Cosimo Chiricò

Personal information
- Date of birth: 5 October 1991 (age 34)
- Place of birth: Brindisi, Italy
- Height: 1.69 m (5 ft 7 in)
- Positions: Winger; attacking midfielder;

Team information
- Current team: Casarano
- Number: 10

Senior career*
- Years: Team / Apps / (Gls)
- 2009–2013: Lecce / 24 / (5)
- 2009: → Brindisi (loan) / 2 / (0)
- 2009–2010: → Lamezia (loan) / 30 / (4)
- 2010–2011: → Casarano (loan) / 28 / (6)
- 2011–2012: → Lanciano (loan) / 33 / (3)
- 2013–2015: Parma / 0 / (0)
- 2013–2014: → Latina (loan) / 6 / (0)
- 2014–2015: → Ascoli (loan) / 25 / (3)
- 2015–2016: Prato / 10 / (2)
- 2016–2018: Foggia / 72 / (10)
- 2018: Cesena / 7 / (0)
- 2018: Lecce / 1 / (0)
- 2019–2020: Monza / 40 / (9)
- 2020–2021: Ascoli / 18 / (0)
- 2021: → Padova (loan) / 18 / (7)
- 2021–2022: Padova / 37 / (11)
- 2022–2023: Crotone / 37 / (14)
- 2023–2025: Catania / 35 / (6)
- 2025: Cavese / 9 / (1)
- 2025–: Casarano / 37 / (18)

= Cosimo Chiricò =

Italian footballer (born 1991)

Cosimo Chiricò (born 5 October 1991) is an Italian professional footballer who plays as a winger or attacking midfielder for club Casarano.

== Club career ==
=== Lecce ===
After having loan spells away, he became a member of Lecce's first team squad for the 2012–13 Lega Pro Prima Divisione season. He scored his first goal for the club in a 2–0 win over San Marino on 16 September and his second goal a week later in a 3–1 win against Treviso.

=== Parma ===
In summer 2013 Chiricò was signed by Serie A club Parma. On 29 July 2013 he was signed by Serie B club Latina on a temporary deal, joining Riccardo Brosco and Alessandro Iacobucci also from Parma.
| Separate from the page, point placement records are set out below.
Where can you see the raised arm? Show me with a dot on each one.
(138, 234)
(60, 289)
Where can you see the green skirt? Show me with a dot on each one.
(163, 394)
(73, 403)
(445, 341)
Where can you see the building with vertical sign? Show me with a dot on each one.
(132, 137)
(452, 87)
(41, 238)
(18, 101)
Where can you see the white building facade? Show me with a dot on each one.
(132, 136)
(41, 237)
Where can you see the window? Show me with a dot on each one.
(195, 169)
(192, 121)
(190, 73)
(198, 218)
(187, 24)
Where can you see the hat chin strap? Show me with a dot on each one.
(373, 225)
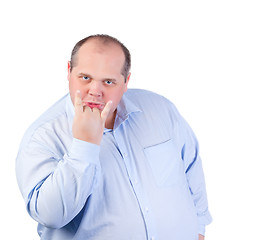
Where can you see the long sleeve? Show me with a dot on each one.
(195, 176)
(55, 187)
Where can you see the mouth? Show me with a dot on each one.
(92, 105)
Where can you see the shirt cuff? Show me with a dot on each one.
(202, 229)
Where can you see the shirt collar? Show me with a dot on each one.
(124, 109)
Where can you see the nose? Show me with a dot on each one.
(95, 89)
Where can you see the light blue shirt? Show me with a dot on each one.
(144, 181)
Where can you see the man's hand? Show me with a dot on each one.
(89, 123)
(201, 237)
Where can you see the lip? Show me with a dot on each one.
(92, 105)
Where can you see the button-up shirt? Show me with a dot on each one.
(144, 181)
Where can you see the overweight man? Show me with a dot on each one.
(108, 163)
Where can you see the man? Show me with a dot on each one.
(109, 163)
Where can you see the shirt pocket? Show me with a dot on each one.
(164, 162)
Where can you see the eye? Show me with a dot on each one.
(108, 82)
(85, 78)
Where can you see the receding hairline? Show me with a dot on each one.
(104, 41)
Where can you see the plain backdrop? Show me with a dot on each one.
(205, 56)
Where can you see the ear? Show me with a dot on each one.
(68, 70)
(127, 81)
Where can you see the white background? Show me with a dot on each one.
(205, 56)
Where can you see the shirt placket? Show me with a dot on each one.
(134, 179)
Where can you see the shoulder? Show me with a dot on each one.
(150, 101)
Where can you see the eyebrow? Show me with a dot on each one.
(90, 76)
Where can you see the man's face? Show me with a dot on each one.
(97, 74)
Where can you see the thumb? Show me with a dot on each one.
(106, 111)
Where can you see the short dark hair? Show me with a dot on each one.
(105, 39)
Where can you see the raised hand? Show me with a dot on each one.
(88, 124)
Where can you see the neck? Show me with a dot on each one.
(110, 120)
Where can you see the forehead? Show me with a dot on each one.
(94, 47)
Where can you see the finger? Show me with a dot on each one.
(106, 111)
(78, 102)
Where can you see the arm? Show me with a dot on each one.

On 20 June 2014 Chiricò and Cristian Dell'Orco were signed by Ascoli.

=== Prato ===
In October 2015 Cosimo signed for Prato.

=== Foggia ===
In January 2016 Cosimo signed for Foggia. He signed a new 3-year contract on 10 July 2017. However, on 31 January 2018 he was released by Foggia in a mutual consent.

===Cesena===
On 5 February 2018, he signed a contract with Cesena, until the end of season. He was assigned number 9 shirt, which was owned by Ettore Gliozzi.

===Lecce===
On 9 July 2018 he was signed by his former club Lecce, but made just one appearance in the Serie B.

===Serie C===
On 4 January 2019 he was signed by Monza on a permanent basis.

===Return to Ascoli===
On 23 September 2020 he returned to Ascoli on a permanent basis.

===Back to Serie C===
On 1 February 2021, he joined Serie C side Padova on loan. On 7 July 2021, he transferred to Padova on a permanent basis.

On 29 June 2022, Chiricò signed a three-year contract with Crotone.

On 14 July 2023, Chiricò joined Catania.